Quote from: Daverz on January 16, 2015, 06:14:46 PM
We really need a new recording of the Symphony.  The Bernstein is mono, and the Previn is stereo, but sounds like an FM broadcast.

What current crop of conductors are carrying the torch for American composers? That's the question.

Daverz

Quote from: Mirror Image on January 16, 2015, 06:55:49 PM
What current crop of conductors are carrying the torch for American composers? That's the question.

It does seem that the sources for new recordings of mid-20th Century American symphonists have dried up.

Cato

Quote from: Mirror Image on January 16, 2015, 06:55:49 PM
What current crop of conductors are carrying the torch for American composers? That's the question.

Excellent question.

Quote from: Daverz on January 16, 2015, 07:18:19 PM
It does seem that the sources for new recordings of mid-20th Century American symphonists have dried up.

To be sure, there could be a reason why few recordings are available: a good number of composers back then cranked out "15-minute symphonies" of little interest.  (That is a paraphrase of criticism I read in the 1970's.)  Certainly some gems are there, like Shapero's!
"Meet Miss Ruth Sherwood, from Columbus, Ohio, the Middle of the Universe!"

- Brian Aherne introducing Rosalind Russell in  My Sister Eileen (1942)

Daverz

Quote from: Cato on January 17, 2015, 04:55:40 AM
a good number of composers back then cranked out "15-minute symphonies" of little interest.

Yes, but so did many European composers, and they still get championed by Chandos, Dutton, CPO, Bis, Hyperion, DaCapo, Ondine, etc.  I'm not blaming them (and some European labels have recorded obscure American symphonists, e.g.
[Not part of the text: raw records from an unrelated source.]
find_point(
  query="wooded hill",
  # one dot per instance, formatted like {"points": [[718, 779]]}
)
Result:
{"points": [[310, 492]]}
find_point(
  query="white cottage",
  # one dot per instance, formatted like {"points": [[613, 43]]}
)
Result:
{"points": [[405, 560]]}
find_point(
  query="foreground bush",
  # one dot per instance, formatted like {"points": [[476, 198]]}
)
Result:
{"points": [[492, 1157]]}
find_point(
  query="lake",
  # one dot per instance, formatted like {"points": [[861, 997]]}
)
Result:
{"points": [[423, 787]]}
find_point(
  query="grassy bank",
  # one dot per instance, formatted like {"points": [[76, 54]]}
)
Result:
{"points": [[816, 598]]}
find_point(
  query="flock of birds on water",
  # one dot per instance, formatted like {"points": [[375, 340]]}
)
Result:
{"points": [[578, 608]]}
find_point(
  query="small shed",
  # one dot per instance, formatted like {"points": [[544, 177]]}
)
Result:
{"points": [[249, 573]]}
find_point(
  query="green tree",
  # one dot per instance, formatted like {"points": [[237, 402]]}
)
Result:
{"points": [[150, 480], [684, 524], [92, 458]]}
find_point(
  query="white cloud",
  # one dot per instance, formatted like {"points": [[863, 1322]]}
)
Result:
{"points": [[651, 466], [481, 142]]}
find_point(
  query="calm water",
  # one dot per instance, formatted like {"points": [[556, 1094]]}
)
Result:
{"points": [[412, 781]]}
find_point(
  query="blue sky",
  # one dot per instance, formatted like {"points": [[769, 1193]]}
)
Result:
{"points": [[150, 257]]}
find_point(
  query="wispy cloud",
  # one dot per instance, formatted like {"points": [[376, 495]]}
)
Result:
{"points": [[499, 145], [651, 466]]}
CPO's Antheil series).  Obviously the US does not have the kind of governmental and non-govermental support for the arts that these labels rely on for sponsorship of recordings by native composers, and we shouldn't expect them to do the job of championing dead American composers.  But I wish they would, since I know my own country just doesn't value it's past very much.